I have also had visitations from family members and friends who have passed. My sister shows up sometimes when I need guidance. She offers advice. Sometimes she shares information that later turns out to be true.
So what are these dreams and nightmares?
The honest answer is simple.
We do not really know.
We do not fully understand the brain. It is incredibly complex. Science has pieces of the puzzle, but not the whole picture. Psychology gives us language for trauma, stress, memory, and how the nervous system stores experience. All of that matters.

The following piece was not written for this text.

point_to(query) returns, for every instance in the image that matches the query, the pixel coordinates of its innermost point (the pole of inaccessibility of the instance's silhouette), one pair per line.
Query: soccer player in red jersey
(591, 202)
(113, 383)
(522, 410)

But it does not explain everything.
There was a long stretch of my life where I kept trying to find the right box to explain things. I would grab onto a piece of science and build a house of understanding around it. For a while, it felt solid. Then it would not hold anymore. So I moved on to psychology. Then something else. I was trying to make it all fit neatly.
It never did.
Because some experiences do not live inside tidy frameworks. They do not show up with instructions. They come quietly, or they come all at once. They move through memory, through the body, through emotion. Sometimes they arrive in dreams. Sometimes in that strange knowing you cannot explain. You try to make sense of them the best you can, but they do not always cooperate. They sit somewhere between psychology and intuition, between science and something harder to name. And when we rush to label them, we usually miss the point. What matters most is not fitting them into a category. What matters is honoring that they happened.
It is not helpful to put everything in one box. Nothing about life or the paranormal works that way. I see so many people on shows, in movies, and in books trying to squeeze experience into one tight explanation. But boxes are loaded. They are jack-in-the-boxes that eventually burst open, exposing the cracks in logic and meaning.
Some dreams feel psychological. Some feel like coping. Some feel symbolic. And some do not feel like dreams at all.
Maybe it is biology. Maybe it is survival. Maybe it is something spiritual.
Probably it is all of the above.
I have done this quiet “knowing ahead” thing my whole life. I do not talk about it much because I do not know what it is. I understand science. I also understand the limits of science. Same with psychology. These things are hard to put into clean little categories, and we do ourselves a disservice when we try to force them there.
A friend of mine recently had a recurring nightmare return during a period of intense stress. That makes sense. When the world feels unsafe, the body responds. Nightmares are often how that response shows up.
That explanation is real.
But what if it is not the whole story?
What if sometimes these dreams are older than we are? What if they are echoes? Memory fragments? Something unresolved that rises to the surface when we are overwhelmed? What if, in some cases, they are not just reactions to the present, but reminders from somewhere deeper?
I do not pretend to know.
And that is the point.
Not everything needs to be solved. Some things just need to be witnessed.
What I do know is this: nightmares do not mean you are broken. They mean you are human. They mean your system is trying to process things it does not yet have language for.
Connection helps. Being grounded helps. Waking up and reminding yourself where you are helps. Holding someone’s hand helps.
Sometimes talking about it is enough.
We carry more than we realize. Dreams are one way it surfaces.
I will not tie this up in a box with a neat little bow. I will not tell you exactly what your nightmares mean. I will just say this.
Be gentle with yourself.
You are not weak for feeling things deeply. You are not strange for having dreams that do not make sense. You are not alone in any of it. We are all walking around with invisible weight, carrying more than we realize.
Nightmares are just one way it shows itself.